Others have said that gas pricing should be more in line with production costs.
In 2006, the RCA rejected an Enstar contract with Marathon that would have filled Enstar's 2009 shortfall. That contract tied the price to an average of Henry Hub market prices in the Lower 48. A contract with Unocal approved by the RCA in 2001 used a Henry Hub-base pricing model, but in the 2006 decision most of the commissioners said that the Henry Hub pricing was unjustifiably high for the Cook Inlet gas market.
Now the RCA calls for tying the local price to indexes based on prices at certain North American sites that have similarities to the Cook Inlet market. The contracts also would increase the price paid for gas during periods of high gas demand during the cold Alaska winters. And in keeping with the state agreement with Marathon and Conoco over extending their federal license to export liquefied natural gas from their plant at Nikiski, the contracts call for curtailing LNG production if Enstar needs more gas. That LNG plant is a big consumer of Cook Inlet gas.
PRICE INDEX
In its Oct. 31 order, RCA has accepted the principle of indexing Cook Inlet utility gas prices to gas prices elsewhere in North America, to enable "the producers to earn market based rates." But Unocal's unwillingness to offer more gas to Enstar in 2009 suggests that the new exploration and development that were anticipated as a result of the Henry Hub pricing in Unocal's 2001 contract "have not been fully realized," the commission said.
Rather than pegging the Cook Inlet price to general prices in the Lower 48, the RCA picked a blend of prices from five gas-producing areas that also export gas:
El Paso, San Juan basin; Panhandle, Texas-Oklahoma; El Paso, San Juan basin; Kern River, Opal Plant; and TCPL Alberta, AECO-C.
"The trading locations were selected because they are net producing locations and export gas beyond their immediate geographic vicinity," RCA said. "They are located in the United States and Canada with geographic diversity to dampen risk. The trading locations are transparent with daily trading volumes. These factors work together to provide a meaningful cap that will help ameliorate any unreasonable terms within the GSAs (gas supply agreements)."
MARKET POWER
RCA said that it was imposing the price cap because of the gas producers' power in a market dominated by just three companies: Conoco, Marathon and Unocal. Enstar requires gas supplies and the amount of gas required by residential consumers for heating is insensitive to price, the commission said.
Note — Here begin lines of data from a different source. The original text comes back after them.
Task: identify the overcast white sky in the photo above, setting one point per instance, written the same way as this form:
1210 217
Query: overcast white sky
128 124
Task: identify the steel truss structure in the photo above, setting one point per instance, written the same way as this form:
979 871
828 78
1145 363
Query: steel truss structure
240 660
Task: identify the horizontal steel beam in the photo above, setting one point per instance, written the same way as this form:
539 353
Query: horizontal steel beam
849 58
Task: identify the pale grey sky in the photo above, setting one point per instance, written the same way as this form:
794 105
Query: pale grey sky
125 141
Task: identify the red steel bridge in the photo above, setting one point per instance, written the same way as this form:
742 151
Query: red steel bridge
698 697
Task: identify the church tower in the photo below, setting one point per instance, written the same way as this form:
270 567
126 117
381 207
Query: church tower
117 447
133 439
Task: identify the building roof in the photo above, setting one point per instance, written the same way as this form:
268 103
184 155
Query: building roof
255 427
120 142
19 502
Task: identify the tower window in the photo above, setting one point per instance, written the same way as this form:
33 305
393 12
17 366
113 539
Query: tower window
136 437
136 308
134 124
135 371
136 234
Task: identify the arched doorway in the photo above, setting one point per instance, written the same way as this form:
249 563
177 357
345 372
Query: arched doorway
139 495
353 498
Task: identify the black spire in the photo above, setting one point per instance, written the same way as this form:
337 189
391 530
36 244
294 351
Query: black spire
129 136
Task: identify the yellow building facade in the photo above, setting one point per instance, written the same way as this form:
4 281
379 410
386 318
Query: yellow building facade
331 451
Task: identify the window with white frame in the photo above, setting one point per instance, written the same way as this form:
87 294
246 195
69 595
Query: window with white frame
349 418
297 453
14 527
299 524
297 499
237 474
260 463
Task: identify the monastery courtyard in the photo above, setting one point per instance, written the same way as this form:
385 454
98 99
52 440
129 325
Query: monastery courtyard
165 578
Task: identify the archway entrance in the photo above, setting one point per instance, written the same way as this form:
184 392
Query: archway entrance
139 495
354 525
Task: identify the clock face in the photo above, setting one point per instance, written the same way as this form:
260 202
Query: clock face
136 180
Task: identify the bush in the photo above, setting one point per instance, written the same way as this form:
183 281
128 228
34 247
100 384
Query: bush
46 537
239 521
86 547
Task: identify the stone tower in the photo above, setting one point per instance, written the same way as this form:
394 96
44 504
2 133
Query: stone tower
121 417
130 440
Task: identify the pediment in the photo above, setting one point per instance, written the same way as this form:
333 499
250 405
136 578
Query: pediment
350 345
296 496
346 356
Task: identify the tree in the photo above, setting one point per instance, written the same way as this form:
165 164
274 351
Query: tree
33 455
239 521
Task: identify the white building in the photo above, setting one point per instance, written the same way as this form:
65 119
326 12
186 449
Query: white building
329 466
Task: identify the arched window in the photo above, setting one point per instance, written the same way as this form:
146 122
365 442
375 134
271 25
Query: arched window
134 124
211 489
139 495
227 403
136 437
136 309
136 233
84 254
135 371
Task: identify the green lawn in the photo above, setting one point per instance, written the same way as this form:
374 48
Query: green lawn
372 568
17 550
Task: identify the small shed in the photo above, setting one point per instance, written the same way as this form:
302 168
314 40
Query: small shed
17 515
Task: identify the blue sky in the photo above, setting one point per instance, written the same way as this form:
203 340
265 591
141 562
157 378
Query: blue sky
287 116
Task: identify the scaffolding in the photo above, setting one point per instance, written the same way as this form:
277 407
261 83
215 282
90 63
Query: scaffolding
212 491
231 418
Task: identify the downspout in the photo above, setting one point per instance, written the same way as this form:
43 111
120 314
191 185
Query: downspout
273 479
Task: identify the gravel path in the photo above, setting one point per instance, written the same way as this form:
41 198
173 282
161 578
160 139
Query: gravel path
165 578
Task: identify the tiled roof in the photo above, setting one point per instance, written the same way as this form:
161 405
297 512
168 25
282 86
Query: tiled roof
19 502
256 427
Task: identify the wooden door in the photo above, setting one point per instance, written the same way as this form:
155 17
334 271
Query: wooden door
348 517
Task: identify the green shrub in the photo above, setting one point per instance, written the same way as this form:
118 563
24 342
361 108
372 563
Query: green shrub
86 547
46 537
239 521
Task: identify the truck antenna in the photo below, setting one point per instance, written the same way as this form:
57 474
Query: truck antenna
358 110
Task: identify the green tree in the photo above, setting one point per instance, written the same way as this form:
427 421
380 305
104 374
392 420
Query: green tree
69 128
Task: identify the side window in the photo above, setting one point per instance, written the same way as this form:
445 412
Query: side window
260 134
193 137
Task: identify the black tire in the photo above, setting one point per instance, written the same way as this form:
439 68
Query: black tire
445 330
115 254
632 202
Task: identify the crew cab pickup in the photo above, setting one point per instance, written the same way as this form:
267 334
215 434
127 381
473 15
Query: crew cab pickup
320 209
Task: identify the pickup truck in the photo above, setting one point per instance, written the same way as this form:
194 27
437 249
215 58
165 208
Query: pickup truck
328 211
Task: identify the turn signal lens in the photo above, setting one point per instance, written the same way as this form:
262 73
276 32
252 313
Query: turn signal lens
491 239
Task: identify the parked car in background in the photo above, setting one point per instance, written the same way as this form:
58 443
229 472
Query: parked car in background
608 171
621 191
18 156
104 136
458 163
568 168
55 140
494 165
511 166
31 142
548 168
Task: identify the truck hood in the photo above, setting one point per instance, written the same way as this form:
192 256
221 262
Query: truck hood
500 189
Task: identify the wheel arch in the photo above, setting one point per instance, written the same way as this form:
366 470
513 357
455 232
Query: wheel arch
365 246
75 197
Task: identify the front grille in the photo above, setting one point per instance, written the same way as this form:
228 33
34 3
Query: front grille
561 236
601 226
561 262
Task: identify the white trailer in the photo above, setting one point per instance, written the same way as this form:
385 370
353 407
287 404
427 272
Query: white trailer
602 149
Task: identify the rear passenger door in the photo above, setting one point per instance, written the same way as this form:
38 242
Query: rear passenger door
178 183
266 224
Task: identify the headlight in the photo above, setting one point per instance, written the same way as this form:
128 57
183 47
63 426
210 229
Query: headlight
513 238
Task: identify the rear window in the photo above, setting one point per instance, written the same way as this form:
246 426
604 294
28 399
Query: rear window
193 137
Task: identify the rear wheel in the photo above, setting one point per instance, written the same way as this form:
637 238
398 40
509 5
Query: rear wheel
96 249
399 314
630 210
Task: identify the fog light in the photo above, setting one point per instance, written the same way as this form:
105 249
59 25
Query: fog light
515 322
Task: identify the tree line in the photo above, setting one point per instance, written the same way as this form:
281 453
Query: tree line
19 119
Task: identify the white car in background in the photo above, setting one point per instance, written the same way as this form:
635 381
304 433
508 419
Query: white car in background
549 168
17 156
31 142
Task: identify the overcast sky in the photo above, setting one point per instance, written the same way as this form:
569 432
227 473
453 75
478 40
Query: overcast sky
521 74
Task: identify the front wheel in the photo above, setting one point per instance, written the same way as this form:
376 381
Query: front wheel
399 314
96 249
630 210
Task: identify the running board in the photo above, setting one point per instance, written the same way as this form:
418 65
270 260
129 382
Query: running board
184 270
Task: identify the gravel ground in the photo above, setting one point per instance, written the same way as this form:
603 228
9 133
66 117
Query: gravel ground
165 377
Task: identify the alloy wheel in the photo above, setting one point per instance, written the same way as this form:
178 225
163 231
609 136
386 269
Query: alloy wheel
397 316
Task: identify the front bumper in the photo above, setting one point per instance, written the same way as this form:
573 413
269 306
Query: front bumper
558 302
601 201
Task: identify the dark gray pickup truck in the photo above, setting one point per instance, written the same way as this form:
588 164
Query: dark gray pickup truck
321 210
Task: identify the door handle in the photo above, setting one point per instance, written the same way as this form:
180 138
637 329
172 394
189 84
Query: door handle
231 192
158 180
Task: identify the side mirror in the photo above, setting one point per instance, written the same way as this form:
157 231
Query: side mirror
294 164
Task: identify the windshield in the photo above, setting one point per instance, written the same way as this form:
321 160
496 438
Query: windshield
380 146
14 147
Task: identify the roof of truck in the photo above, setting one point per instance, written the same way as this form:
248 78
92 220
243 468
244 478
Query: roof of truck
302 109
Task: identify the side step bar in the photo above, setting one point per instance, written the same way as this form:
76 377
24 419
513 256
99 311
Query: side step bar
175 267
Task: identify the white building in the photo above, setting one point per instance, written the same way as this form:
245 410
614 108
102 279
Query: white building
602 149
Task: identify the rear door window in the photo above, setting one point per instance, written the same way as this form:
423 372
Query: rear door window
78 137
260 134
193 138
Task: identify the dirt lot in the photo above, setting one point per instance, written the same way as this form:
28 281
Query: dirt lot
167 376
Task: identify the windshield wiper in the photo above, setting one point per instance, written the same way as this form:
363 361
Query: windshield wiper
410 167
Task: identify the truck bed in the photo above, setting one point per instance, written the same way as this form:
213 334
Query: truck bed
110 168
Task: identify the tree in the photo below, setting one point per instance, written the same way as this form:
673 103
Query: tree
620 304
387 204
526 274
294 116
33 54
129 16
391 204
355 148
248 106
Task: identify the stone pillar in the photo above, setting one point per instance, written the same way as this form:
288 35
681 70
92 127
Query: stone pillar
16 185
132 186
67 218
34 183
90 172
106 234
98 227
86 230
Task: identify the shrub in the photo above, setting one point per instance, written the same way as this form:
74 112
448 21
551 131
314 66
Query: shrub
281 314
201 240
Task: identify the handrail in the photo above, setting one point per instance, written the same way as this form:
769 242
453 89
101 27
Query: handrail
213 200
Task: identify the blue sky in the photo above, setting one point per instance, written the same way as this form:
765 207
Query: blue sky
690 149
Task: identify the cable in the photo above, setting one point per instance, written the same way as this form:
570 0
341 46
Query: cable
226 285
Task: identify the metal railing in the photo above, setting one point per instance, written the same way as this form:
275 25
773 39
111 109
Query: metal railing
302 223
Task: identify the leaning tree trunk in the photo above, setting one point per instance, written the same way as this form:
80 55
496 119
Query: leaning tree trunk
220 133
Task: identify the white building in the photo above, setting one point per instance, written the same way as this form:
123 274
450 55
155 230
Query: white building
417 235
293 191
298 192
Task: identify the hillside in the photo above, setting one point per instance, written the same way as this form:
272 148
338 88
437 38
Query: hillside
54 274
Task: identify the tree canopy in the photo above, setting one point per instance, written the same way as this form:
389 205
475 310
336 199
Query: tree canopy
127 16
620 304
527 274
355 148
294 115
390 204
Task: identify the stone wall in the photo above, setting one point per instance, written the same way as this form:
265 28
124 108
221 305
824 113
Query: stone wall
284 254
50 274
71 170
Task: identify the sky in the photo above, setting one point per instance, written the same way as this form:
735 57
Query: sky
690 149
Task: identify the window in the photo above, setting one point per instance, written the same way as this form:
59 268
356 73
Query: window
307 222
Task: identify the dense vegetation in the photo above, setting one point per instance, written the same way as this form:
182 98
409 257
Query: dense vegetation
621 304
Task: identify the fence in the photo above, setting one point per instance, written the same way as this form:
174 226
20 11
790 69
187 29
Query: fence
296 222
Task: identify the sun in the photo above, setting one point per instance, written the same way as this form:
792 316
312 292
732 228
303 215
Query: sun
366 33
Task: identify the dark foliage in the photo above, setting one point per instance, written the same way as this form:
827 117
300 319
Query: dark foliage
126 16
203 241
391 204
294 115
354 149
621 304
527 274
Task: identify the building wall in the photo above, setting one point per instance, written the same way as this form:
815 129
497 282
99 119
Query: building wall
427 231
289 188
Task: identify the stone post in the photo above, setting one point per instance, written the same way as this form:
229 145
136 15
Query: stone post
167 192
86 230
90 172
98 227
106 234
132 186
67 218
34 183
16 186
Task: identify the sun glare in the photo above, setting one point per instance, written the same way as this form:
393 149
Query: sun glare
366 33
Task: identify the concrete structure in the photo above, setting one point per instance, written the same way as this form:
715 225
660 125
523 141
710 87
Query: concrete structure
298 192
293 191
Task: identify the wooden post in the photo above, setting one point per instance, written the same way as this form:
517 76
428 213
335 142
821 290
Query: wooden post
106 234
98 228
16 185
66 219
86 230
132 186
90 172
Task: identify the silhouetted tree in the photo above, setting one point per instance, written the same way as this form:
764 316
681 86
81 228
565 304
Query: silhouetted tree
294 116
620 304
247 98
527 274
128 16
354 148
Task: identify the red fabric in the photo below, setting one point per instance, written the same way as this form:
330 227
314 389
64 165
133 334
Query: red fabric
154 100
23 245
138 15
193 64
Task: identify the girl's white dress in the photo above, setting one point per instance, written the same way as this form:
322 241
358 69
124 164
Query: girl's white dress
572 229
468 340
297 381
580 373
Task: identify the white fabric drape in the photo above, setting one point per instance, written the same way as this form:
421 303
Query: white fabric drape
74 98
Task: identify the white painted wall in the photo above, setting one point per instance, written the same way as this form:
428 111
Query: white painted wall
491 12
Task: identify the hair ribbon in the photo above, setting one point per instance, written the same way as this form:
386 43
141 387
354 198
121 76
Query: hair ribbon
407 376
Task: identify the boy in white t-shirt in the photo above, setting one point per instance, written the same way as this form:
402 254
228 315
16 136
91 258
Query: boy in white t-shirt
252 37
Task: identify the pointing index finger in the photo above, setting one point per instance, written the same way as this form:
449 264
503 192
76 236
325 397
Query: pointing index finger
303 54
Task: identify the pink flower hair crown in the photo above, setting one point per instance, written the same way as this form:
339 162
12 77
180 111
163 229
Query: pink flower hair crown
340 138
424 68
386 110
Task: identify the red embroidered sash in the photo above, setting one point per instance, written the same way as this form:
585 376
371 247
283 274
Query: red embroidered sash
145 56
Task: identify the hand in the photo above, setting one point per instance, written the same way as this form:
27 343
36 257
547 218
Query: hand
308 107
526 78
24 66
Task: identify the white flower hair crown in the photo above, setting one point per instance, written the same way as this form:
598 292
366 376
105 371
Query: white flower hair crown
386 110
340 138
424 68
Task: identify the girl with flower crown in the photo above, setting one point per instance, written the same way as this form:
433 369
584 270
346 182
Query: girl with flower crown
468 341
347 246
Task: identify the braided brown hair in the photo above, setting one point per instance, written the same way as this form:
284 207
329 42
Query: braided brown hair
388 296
The commission said that certain terms within the contracts provide evidence of "an excessive degree of control" by the producers over the terms of the gas-supply agreements. Those terms include some control over Enstar's participation in the RCA review of the contracts and a requirement for Enstar to develop gas storage facilities, RCA said.
And in its contract with Enstar, Marathon has, in effect, excluded the possibility of a small third-party producer supplying gas to Enstar, by requiring all suppliers to be able to meet all levels of gas deliverability, including gas needed required for the coldest winter days, RCA said.
The commission wants this section of the Marathon contract changed.
Producer bargaining power also results in part from the fact that Conoco and Marathon own the LNG plant, the commission said.
"The Cook Inlet market is vertically integrated, with the producers as their own best customers through the medium of sales to the LNG export facility," it said.
And the commission said that the terms under which the U.S. Department of Energy recently renewed the LNG plant's export license had hurt Enstar's bargaining position.
"It is in the best interest of local utility ratepayers to require the producers to finalize contracts with the local utilities before receiving authorization to export natural gas," the commission said.